Especialistas ocidentais argumentam que os controles de capital da China e a transparência limitada dos mercados financeiros ainda impedem que o yuan se torne uma importante moeda global. Em resposta, seus pares chineses observam que a principal característica do yuan é "servir à economia real", acrescentando que controles negligentes podem levar a uma demanda especulativa pela moeda chinesa.
O yuan vai se tornar uma moeda global?
O yuan chinês demonstrou recentemente o maior aumento na participação de mercado, saltando de 4% em 2019 para 7% em 2022 e tornando-se a quinta moeda mais negociada, subindo do 35º lugar em 2001. Além disso, o RMB acabou sendo a quinta moeda mais negociada e mais usada para pagamentos globais em abril de 2023, embora tenha ficado em 30º lugar em 2011.
A China está pressionando pela internacionalização do RMB. Em 2015, criou o Sistema de Pagamentos Interbancários Transfronteiriços (CIPS, na sigla em inglês) para facilitar os pagamentos transfronteiriços em yuans. Em 2018, a República Popular iniciou os primeiros contratos futuros de petróleo bruto denominados em yuan do mundo para permitir que os exportadores vendessem petróleo bruto em renminbi.
Anteriormente, o Banco Popular da China (PBOC, na sigla em inglês) também iniciou pesquisas sobre uma moeda digital em 2014 e iniciou testes em quatro cidades da China em abril de 2020, ou seja, Shenzhen, Suzhou, Chengdu e Xiongan. Além disso, os pagamentos Alipay e Tencent da China foram amplamente adotados no exterior.
A Iniciativa do Cinturão e Rota de Pequim – um conjunto de projetos ousados de infraestrutura e rotas comerciais – também facilitou a internacionalização do yuan. A China também está desempenhando o papel de credor, com o governo e as empresas oferecendo grandes empréstimos aos países em desenvolvimento.
Dólar americano vai ser substituído pelo yuan?
No ano passado, a participação das reservas cambiais denominadas em dólares americanos caiu para 59,8%, de 72% em 1999, de acordo com o FMI.
Embora o yuan ainda esteja atrás do dólar e do euro, a mudança geopolítica em andamento pode elevá-lo a um status de moeda importante, de acordo com observadores internacionais.

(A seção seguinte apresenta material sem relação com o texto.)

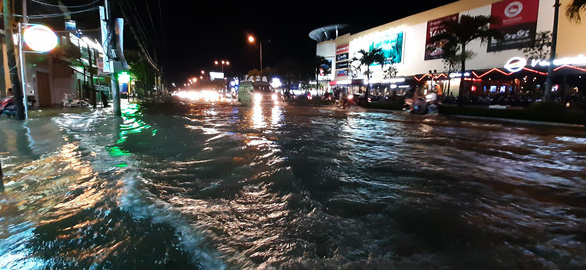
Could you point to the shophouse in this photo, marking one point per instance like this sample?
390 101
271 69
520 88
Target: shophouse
496 67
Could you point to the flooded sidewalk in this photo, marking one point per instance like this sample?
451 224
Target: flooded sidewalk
230 187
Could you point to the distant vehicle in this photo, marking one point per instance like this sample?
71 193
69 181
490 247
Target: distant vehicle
256 92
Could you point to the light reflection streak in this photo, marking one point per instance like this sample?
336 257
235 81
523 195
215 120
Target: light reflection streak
257 116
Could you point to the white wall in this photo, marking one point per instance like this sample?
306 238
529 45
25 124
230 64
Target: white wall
415 28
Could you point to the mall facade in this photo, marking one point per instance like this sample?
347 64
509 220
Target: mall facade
497 67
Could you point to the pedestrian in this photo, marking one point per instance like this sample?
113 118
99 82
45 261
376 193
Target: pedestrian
104 99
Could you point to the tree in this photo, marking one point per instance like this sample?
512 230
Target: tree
319 63
367 59
574 8
540 48
460 33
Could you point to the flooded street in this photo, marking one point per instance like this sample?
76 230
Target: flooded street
290 187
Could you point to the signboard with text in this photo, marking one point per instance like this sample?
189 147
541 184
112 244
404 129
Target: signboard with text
518 24
342 57
434 50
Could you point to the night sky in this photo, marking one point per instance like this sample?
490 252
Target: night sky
192 34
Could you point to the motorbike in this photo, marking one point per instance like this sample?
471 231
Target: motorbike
424 105
8 108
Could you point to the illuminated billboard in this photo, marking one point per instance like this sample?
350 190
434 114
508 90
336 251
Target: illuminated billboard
391 42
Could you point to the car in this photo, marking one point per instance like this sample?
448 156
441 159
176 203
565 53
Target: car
257 92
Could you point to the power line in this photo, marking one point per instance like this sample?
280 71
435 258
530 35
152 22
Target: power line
142 36
53 5
55 15
139 40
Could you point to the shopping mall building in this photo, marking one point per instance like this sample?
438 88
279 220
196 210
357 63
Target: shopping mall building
496 67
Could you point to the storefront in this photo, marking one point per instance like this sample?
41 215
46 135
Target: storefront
418 62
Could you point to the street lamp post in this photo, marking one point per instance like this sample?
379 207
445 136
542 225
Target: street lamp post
251 39
223 62
554 37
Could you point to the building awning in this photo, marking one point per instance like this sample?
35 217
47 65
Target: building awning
345 82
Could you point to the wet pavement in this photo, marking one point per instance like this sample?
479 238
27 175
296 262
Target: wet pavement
198 186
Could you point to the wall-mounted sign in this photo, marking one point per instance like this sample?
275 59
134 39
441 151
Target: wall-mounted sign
516 64
342 73
40 38
342 57
459 74
434 50
518 24
341 65
343 49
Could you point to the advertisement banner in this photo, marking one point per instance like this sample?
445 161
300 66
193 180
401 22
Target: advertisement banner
342 57
342 65
518 24
343 49
433 50
391 44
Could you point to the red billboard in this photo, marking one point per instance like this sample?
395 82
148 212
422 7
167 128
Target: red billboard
433 50
518 24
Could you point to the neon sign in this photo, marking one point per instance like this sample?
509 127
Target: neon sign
516 64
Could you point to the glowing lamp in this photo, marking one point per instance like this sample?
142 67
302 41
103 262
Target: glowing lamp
123 77
40 38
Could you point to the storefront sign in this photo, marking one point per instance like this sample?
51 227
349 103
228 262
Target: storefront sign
516 64
434 50
342 73
518 24
341 65
343 49
459 74
342 57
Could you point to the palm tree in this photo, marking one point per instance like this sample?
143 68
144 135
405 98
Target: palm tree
367 59
319 62
460 33
574 8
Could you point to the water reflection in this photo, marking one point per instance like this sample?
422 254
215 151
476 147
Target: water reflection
216 186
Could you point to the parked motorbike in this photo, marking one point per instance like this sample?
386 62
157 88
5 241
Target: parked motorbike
8 108
424 105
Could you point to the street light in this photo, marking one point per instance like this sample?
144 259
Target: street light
223 62
251 39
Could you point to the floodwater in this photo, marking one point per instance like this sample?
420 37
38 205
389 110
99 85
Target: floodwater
197 186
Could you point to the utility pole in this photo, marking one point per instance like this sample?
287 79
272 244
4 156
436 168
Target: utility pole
1 178
93 87
554 42
13 70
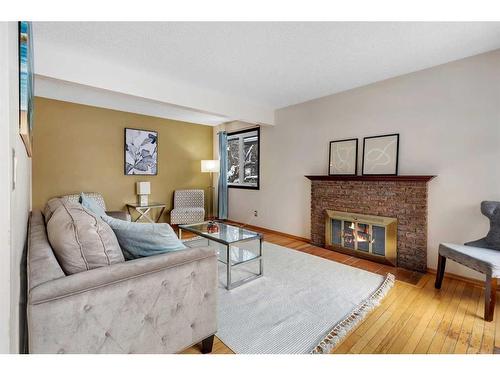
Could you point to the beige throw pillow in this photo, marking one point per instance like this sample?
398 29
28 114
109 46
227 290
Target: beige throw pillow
51 207
81 241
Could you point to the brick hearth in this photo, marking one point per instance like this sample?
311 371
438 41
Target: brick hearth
402 199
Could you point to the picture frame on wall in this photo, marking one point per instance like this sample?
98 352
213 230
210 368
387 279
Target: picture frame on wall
343 157
380 155
26 85
141 152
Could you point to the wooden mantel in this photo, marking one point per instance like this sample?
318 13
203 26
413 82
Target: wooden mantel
406 178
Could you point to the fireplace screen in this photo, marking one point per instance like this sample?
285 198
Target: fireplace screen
373 236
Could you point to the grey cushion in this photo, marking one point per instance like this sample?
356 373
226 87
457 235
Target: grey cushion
139 240
159 304
81 241
486 261
51 207
75 198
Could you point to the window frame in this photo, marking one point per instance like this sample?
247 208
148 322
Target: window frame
247 187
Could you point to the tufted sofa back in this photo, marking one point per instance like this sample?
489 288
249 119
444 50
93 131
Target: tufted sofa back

Após o início da operação militar especial da Rússia na Ucrânia, o Ocidente coletivo restringiu o acesso da Rússia ao sistema global de pagamentos baseado em dólares, o SWIFT, e congelou os ativos de seu banco central. Essa situação demonstrou que o dólar poderia se transformar rapidamente em um mecanismo punitivo, gerando preocupações entre os players globais.
Ao mesmo tempo, os aumentos agressivos das taxas de juros do Federal Reserve (Fed) dos EUA tornaram o dólar especialmente caro para os tomadores de empréstimos estrangeiros e para aqueles que pagaram por alimentos, matérias-primas e outras commodities em dólares americanos. Antes da ação do Fed, a diretora-geral do FMI, Kristalina Georgieva, alertou em janeiro de 2022 que o aumento das taxas de juros dos EUA poderia sair pela culatra na economia global e especialmente em países com níveis mais altos de dívida denominada em dólares.
À medida que a tendência de desdolarização ganhou força, os países em desenvolvimento começaram a mudar cada vez mais para o yuan ou moedas locais, vendo-os como um antídoto para o uso de Washington do sistema financeiro global e de sistemas alternativos ou domésticos para pagamentos internacionais como uma arma.
Quais países usam yuan?
Tendo sido banida do sistema financeiro centrado no dólar, a Rússia mudou para pagamentos em yuan por seu petróleo e gás natural. No início deste ano, o RMB substituiu o dólar como a moeda mais negociada na Rússia. Da mesma forma, o Ministério das Finanças da Rússia dobrou a quantidade de RMB e ouro no fundo do tesouro nacional.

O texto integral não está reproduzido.